Mosquito spit can increase dengue severity
Blood vessels weakened by saliva may accelerate spread of virus
A mosquito’s spit can be worse than its bite alone. In some cases, the insect’s saliva makes the viral disease dengue fever more severe, a new study finds.
In mice, scientists found that mosquito spit weakened blood vessels, making them more permeable, or “leaky.” Easier exchange between the blood and tissues may help the virus spread faster — and increase the severity of disease — immunologist Michael Schmid and colleagues report online June 16 in PLOS Pathogens.
Dengue virus enters the bloodstreams of nearly 400 million people a year, through the sharp proboscises of tropical Aedes mosquitoes, which also deliver a spit-load of other molecules as they slurp a meal. There are four strains of dengue, which can cause bone and muscle aches, high fever and, in severe cases, death. Overcoming one type of dengue doesn’t protect the host from the other three strains.

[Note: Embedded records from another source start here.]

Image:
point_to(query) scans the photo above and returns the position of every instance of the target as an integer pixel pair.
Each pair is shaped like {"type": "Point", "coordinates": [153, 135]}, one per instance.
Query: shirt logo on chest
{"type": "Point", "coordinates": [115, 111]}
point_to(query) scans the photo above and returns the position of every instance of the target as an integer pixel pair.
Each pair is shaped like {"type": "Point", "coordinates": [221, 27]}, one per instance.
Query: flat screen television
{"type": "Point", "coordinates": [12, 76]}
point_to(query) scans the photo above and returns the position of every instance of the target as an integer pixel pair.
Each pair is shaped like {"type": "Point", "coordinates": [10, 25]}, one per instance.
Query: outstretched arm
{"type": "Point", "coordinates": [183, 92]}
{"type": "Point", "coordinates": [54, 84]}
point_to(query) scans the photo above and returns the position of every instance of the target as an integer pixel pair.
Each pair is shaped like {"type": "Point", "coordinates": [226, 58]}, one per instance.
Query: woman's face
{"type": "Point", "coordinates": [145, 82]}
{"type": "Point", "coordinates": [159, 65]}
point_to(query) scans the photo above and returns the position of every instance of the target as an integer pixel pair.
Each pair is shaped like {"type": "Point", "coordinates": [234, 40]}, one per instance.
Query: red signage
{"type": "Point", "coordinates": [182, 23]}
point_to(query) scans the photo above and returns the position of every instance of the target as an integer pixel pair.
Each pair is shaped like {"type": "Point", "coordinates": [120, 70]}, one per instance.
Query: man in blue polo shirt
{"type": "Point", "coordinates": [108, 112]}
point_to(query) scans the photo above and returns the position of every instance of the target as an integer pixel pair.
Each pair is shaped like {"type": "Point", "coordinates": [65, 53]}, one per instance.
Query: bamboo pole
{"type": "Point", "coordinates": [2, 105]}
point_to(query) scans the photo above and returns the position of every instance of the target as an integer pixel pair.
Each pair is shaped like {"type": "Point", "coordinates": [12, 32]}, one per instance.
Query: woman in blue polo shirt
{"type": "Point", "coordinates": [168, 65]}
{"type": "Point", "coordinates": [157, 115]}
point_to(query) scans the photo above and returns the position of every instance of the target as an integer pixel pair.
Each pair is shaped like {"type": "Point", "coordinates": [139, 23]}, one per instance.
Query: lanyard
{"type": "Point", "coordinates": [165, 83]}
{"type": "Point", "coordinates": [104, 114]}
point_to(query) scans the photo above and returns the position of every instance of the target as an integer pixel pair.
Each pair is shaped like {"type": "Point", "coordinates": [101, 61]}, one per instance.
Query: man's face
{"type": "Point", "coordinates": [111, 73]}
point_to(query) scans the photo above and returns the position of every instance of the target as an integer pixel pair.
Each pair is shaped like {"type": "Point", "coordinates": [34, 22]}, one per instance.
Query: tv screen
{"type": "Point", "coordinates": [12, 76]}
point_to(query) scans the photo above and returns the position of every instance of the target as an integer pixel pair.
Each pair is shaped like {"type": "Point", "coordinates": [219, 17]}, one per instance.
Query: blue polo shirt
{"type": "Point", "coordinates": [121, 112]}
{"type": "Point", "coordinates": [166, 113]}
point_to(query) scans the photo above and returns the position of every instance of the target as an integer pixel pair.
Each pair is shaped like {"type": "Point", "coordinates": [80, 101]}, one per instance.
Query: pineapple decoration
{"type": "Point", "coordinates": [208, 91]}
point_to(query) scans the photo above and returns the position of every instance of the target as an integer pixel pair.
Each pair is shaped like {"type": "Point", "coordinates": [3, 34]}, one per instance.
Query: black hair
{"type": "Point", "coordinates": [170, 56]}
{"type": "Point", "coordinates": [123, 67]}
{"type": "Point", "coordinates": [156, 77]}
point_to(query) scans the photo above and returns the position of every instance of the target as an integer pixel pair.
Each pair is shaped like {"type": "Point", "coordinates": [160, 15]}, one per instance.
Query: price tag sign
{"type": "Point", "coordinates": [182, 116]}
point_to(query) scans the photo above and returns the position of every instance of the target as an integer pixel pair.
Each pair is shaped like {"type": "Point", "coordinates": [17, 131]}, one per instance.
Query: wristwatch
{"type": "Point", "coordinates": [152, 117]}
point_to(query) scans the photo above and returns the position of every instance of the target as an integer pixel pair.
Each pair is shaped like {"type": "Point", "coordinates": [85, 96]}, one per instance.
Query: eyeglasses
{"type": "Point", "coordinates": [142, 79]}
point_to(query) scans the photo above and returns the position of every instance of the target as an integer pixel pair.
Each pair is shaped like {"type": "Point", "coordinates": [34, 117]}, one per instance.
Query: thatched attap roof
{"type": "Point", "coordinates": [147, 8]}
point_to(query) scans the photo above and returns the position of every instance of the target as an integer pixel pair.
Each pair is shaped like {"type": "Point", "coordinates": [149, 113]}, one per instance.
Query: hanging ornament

In fact, subsequent infections are often worse (SN: 6/15/16, p. 22).
Immune cells fight off the first dengue infection, and the body develops antibodies to that strain. But during a subsequent episode with a different variety of dengue, the antibodies from the first infection don’t kill the second — they amplify it. They pull new virus into healthy cells.
Scientists have studied this strange immune trap for three decades, “but what we didn’t know was that saliva could exacerbate it,” says Schmid, now at the University of Leuven in Belgium.